An open abuse of state power, as gruesome as it may sound, is often unheeded in the power corridors of geopolitics which are often determined on one’s status in world stage. ‘Rules based international order’ has all but given its consent and turned its eyes away from this plight. Though the plight of the Palestinians does not seem to end, even in the foreseeable future, Palestinian struggle for an independent state and freedom from occupation continues.
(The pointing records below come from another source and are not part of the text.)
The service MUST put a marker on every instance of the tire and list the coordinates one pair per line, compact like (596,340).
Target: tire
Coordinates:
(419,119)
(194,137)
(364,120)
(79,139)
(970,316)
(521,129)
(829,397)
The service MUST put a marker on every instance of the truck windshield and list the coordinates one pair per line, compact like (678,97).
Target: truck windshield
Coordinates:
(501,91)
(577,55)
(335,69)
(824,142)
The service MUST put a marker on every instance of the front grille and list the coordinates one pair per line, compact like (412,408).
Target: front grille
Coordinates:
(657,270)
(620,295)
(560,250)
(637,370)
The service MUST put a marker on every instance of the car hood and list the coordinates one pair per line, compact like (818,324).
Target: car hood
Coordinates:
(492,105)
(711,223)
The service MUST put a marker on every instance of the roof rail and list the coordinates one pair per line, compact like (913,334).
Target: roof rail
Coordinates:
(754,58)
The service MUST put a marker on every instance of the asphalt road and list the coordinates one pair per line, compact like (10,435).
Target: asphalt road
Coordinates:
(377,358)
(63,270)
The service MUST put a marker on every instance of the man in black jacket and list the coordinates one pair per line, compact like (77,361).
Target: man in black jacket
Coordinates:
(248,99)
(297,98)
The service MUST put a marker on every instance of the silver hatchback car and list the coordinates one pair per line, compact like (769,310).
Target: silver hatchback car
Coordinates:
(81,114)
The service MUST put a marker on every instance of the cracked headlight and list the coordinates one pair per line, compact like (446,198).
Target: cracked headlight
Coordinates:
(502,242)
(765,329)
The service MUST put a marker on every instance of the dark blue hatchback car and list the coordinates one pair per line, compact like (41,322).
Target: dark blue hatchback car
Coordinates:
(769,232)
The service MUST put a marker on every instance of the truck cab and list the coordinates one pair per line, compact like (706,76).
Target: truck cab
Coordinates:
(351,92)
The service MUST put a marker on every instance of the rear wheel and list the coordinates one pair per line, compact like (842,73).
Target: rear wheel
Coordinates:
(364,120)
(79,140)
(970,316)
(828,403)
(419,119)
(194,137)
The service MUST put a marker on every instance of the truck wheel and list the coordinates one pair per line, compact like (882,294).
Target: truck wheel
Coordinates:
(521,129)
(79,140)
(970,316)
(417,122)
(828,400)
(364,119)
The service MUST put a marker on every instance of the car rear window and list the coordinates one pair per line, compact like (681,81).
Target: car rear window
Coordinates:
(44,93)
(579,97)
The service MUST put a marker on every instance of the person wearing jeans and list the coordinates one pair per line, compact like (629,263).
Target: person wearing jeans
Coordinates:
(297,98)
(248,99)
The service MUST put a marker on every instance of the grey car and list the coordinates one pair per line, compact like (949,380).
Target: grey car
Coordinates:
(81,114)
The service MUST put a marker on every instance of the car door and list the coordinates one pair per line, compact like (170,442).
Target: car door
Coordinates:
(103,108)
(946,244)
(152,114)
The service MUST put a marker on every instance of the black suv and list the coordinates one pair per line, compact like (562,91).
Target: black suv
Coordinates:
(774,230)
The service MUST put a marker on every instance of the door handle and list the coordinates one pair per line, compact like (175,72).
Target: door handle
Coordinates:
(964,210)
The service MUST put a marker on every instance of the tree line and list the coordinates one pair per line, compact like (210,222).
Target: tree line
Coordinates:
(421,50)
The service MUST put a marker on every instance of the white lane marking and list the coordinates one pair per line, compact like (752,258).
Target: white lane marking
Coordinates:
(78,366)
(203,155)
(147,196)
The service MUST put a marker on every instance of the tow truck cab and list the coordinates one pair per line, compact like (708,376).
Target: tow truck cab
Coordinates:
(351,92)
The tactics of psychological warfare long used by Israel are designed to undermine the morale of Palestinian resistance to an occupation regime, inflicting lasting damage on both individuals and communities. Such tactics are violations of international laws such as United Nations Convention on the Rights of the Child as sudden, forced intrusion into the victims’ private space with a higher scope for physical assaults. Here arises another major question: How can we move forward with efforts to help and support the affected civilian population in Gaza when it is actively being shelled? Former Oxfam spokesman Karl Schembri once rightly said ‘How can you talk about post-traumatic stress interventions in Gaza when people are still in a constant state of trauma?‘
We need a politics of mental health in Palestine which will rise in opposition to the weaponisation of psychological trauma against innocent civilians. This warfare based on fear intends to mentally subjugate the people in occupied zones.
Now, the Israeli army is about to unleash even further devastation and potentially bomb Gaza in a way that will spill many more streams of blood. Many are fearful that this fresh wave of disturbances will cause immense loss of life in Gaza and will ensue in a prolonged human suffering.
We need a politics of healing, of emotional rehabilitation. In the place of the en vogue politics of rage, we desperately need a new political outlook based on rehabilitation, recognition of peoples seeking a homeland in a shared holy land, equal rights and justice, and redressal of long festering wounds. We need a ceasefire of the current war in Gaza. But that is only the beginning of what is needed to repair the physical and psychological wounds of decades of occupation.